Due to the international success of Hammer's takes on Dracula and Frankenstein as well as BLACK SUNDAY a few years later, there was a mini-Gothic horror revival in Italy in the 60s. This is one of the least-viewed of dozens of those... a fate pretty much deserved. Things begin when schoolgirls Esther (Emy Eco) and Cathy (“Terry Thompson”) decide to sneak into a crumbling old castle where the beautiful Countess Irene disappeared 20 years earlier. No one has seen her since. She was set to marry her fiance Rahman beforehand; a unfulfilled union rumored to have driven Rahman mad over the years. The girls run into the castle's stern, bitchy caretaker, Countess Elizabeth (“Elizabeth Queen” / Flora Carosello), who promptly tells them to get the hell out. Before that can happen they run into a bearded, deformed hunchback with a nervous laugh who makes short work of them in his torture chamber. Their nude bodies are later discovered discarded in a field.
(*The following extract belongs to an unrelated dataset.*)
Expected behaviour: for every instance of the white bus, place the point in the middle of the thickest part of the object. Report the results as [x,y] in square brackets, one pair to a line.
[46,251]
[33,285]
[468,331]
Dr. Darnell (“Thony Maky” / Adriano Micantoni) arrives in town with his troubled daughter Anna (Annie Alberti), who happens to look exactly like the missing Countess Irene. Because she's been plagued by nightmares of the death of Irene, her father hopes actually staying in the castle will cure her. I'm not sure how that's supposed to work but seeing how the doctor later tells a concerned policeman to get “a good enema” he likely doesn't put much thought into such matters. Their first day there, Anna sees a ghost in the mirror and passes out. That leads to a nightmare involving a talking skeleton, a werewolf-like creature, a zombie and a walking suit of armor that chops a guy up with its sword and shoots her in the stomach with an arrow. The director (as “William Gray”) wears dark face paint, a turban and a continuously expressionless look playing the Indian Rahman, who's been obsessed with finding Irene's remains since her disappearance and warns the doctor to get out while the getting is good.







Reporter George Dickson (“Mark Marian” / Marco Mariani) is headed to the village to do a story on the two murdered girls when his car overheats. When he goes down to the lake for some water for his radiator he's just in time to get an eye full of Anna skinny dipping. Despite that awkward first meeting, the two are soon flirting and, in just their second scene together, are already discussing marriage! Elizabeth, the current owner of the old castle who loves it so much she lives elsewhere, shows up speaking of a hidden treasure in jewels somewhere on the grounds and tries to scare Anna (“They're going to kill you! They're going to KILL YOU!”) It's also revealed that Rahman was romantically involved with Elizabeth two decades earlier but cast her aside once Irene entered the picture. And Elizabeth is still bitter about it.







Meanwhile, Hugo the droopy-eyed hunchback is lurking in a hidden torture dungeon only accessible through one of two hidden passageways that even Rahmad hasn't discovered in twenty years time. Someone wearing a suit of armor and speaking in a deep female voice (gee, wonder who that could be?) encourages him to kill the intruders. Eventually, Anna is entranced, lured to the dungeon and is tied up while George and Rahman attempt to come to her rescue. It must have been a real blow to their egos that they then get schooled in how to defeat bad guys by the two guinea pigs who've been posing as rats throughout the film.







This has all the expected trappings of a good old Gothic horror film. There's a picturesque shooting location, a great castle, good art direction, passable period detail (it's set in 1910), decent black-and-white photography, atmospheric lighting, a dusty dungeon, secret passageways, effective makeups on a variety of ghouls and more. What really drags this down is its boring slog of a midsection where nothing of interest occurs, unless you count annoyingly neurotic characters spewing abominably bad dubbed dialogue as interesting. I actually thought I was going to rate this even lower but the last 20 minutes finally provide some much-needed tension and suspense.


Aside from the actress playing Elizabeth and the unknown playing the hunchback, the cast is dull and really make one look at what charismatic actors like Barbara Steele, Christopher Lee and Vincent Price brought to similar films with a new appreciation.


The distribution rights for this were acquired by Richard Gordon. He had it English dubbed and then released theatrically in the U.S. in 1966, where it often (but not always) played on a double bill with the West German / Yugoslavian film Cave of the Living Dead (1964). Image acquired both titles for DVD release in 2000.